The Vietnamese-born, United States-raised crim holds no passport or travel documents, and both countries have told immigration officials they're not interested in taking him back. Lam has been convicted of drug possession, theft, drunken and careless driving. He will be sentenced on April 10 for driving while disqualified, his fourth conviction.
Immigration Minister Nathan Guy, who leaves the role next week, said more work was needed on the deportation case.
His spokesman described it as "an unusual and complicated situation".
"Mr Lam is an overstayer and a priority deportation case, however Immigration New Zealand has been unable to obtain travel documentation for him so far," said the spokesman.

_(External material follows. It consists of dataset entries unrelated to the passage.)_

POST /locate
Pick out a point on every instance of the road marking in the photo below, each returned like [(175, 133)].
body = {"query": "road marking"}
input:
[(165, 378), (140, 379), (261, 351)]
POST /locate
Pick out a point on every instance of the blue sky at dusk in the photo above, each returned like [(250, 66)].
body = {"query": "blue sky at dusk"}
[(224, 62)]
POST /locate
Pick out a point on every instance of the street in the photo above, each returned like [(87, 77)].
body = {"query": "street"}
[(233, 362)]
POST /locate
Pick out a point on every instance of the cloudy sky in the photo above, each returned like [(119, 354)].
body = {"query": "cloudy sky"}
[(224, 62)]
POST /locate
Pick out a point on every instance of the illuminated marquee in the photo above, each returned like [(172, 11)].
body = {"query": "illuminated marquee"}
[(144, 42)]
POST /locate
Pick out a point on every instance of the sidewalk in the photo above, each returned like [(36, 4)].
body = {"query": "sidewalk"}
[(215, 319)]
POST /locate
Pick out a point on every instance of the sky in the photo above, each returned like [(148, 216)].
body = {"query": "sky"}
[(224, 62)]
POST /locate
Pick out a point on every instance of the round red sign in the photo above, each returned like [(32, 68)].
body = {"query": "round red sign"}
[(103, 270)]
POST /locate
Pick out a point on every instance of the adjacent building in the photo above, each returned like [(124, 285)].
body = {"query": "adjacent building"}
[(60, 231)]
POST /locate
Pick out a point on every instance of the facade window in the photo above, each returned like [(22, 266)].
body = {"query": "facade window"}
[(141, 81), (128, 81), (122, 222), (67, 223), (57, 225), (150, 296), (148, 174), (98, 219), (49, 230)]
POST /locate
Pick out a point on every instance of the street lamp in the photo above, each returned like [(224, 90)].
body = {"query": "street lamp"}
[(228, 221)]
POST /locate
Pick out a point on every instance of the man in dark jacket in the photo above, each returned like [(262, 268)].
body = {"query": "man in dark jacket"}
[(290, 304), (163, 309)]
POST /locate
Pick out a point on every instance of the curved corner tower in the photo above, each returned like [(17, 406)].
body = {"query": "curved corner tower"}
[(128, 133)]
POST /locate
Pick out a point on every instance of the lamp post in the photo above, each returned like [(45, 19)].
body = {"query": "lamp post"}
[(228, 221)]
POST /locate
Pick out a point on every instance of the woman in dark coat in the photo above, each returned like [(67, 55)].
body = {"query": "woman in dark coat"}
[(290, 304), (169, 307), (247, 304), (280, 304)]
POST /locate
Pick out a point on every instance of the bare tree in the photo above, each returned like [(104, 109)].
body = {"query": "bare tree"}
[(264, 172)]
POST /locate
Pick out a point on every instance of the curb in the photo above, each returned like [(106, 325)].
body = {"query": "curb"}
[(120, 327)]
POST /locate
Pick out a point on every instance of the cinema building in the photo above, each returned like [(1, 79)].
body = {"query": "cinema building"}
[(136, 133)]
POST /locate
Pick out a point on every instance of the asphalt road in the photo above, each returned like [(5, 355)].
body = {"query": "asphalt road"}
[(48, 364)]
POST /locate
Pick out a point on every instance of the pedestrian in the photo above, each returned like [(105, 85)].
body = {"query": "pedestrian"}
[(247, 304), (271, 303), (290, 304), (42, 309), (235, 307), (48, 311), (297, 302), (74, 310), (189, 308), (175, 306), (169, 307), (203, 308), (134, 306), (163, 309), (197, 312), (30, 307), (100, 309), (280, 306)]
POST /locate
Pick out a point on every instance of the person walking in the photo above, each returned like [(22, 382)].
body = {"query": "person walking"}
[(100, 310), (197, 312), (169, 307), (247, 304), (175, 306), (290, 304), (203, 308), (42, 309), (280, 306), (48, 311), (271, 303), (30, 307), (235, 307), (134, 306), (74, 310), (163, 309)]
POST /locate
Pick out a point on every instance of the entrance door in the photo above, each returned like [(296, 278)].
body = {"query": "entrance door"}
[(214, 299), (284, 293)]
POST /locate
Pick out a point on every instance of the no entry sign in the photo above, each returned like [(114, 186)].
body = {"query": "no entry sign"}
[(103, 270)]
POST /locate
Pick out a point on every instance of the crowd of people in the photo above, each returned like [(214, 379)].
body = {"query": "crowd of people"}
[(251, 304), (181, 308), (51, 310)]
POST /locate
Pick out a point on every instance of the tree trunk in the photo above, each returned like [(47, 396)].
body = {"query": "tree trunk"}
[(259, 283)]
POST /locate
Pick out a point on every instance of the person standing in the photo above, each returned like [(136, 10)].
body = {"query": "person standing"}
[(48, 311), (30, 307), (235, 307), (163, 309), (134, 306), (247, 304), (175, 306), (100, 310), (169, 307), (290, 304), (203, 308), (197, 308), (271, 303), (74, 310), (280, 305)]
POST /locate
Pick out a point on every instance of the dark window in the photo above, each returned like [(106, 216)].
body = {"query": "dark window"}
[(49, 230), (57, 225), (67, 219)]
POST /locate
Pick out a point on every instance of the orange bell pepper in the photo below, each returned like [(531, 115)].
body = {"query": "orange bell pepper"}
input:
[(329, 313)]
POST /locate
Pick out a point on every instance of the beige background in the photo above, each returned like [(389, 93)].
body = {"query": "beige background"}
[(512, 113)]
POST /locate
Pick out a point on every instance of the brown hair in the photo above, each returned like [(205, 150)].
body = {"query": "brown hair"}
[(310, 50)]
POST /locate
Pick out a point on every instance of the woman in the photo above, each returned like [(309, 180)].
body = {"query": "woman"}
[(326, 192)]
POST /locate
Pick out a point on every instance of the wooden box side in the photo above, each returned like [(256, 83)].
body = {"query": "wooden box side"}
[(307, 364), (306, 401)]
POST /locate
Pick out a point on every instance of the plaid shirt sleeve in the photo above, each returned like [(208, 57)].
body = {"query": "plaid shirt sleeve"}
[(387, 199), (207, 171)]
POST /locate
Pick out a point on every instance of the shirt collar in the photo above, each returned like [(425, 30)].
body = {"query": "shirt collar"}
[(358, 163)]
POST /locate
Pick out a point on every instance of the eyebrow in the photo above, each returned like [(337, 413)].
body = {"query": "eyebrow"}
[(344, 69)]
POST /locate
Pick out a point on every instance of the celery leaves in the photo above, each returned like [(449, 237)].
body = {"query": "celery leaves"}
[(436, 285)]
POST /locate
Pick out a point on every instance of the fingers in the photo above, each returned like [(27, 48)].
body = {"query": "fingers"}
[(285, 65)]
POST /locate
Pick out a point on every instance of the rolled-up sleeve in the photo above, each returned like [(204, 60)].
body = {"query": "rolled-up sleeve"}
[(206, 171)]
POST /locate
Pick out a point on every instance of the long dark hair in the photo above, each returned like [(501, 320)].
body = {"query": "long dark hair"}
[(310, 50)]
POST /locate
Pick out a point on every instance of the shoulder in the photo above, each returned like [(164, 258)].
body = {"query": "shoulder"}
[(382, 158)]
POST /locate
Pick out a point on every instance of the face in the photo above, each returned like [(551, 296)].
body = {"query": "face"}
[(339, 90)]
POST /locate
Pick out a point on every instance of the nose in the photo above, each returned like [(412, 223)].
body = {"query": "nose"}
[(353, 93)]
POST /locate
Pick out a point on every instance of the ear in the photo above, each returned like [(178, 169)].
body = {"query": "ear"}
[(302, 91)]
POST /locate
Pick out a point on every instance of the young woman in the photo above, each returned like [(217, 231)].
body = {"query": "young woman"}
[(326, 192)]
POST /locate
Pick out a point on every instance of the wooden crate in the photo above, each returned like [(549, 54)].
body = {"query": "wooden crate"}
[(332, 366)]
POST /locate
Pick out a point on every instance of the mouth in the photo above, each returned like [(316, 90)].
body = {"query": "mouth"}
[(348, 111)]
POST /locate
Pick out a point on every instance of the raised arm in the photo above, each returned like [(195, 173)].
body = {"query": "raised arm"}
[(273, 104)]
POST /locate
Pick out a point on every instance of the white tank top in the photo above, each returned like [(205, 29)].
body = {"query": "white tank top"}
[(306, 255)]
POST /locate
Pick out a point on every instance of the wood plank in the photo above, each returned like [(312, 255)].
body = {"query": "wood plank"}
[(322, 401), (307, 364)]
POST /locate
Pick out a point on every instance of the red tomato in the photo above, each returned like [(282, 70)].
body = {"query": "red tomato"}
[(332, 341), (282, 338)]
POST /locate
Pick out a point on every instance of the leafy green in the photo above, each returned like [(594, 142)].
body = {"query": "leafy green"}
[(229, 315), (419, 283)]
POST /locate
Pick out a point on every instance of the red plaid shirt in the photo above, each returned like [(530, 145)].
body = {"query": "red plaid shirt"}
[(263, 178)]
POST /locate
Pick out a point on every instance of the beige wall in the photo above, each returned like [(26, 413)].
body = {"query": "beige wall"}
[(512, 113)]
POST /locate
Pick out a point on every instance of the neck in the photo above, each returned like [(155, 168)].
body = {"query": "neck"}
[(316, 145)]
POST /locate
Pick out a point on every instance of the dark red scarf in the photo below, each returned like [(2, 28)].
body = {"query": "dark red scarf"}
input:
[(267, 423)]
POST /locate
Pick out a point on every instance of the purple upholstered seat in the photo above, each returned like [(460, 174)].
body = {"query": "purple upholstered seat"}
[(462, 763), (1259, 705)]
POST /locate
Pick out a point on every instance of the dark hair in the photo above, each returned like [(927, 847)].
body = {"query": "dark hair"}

"Government officials have discussed this issue with their counterparts in the US and Vietnam. We will continue to look for a solution, which may involve further work with the US and Vietnam governments."
Labour immigration spokeswoman Darien Fenton said Lam's reckless offending made him a potential danger to others.
"There needs to be high-level discussions to try and figure out a resolution. It's got to be minister-to-minister level otherwise it won't be resolved."
She said immigration officials were in a difficult position. "You just can't throw people on to planes and say goodbye."
A detailed account of Lam's criminal record was released to the Herald on Sunday by Immigration New Zealand.
He served just over four years of a 13-year sentence for importation and possession of 10kg of heroin.
During 2004 he was convicted in the North Shore District Court of theft, cannabis possession, and careless driving and fined between $100 and $200 on each charge.
Lam went on to commit another theft and was recalled to prison in August 2005, serving a further three years.
Since then, he has been convicted of four drink-drive and careless driving charges.
He was been granted limited purpose visas to enable him to work and to support himself as a painter decorator.
When the Herald on Sunday tracked him down to a Pakuranga address, Lam said he wanted to leave the country but was unable to.
Lam's family live in the United States, where he also has a criminal record.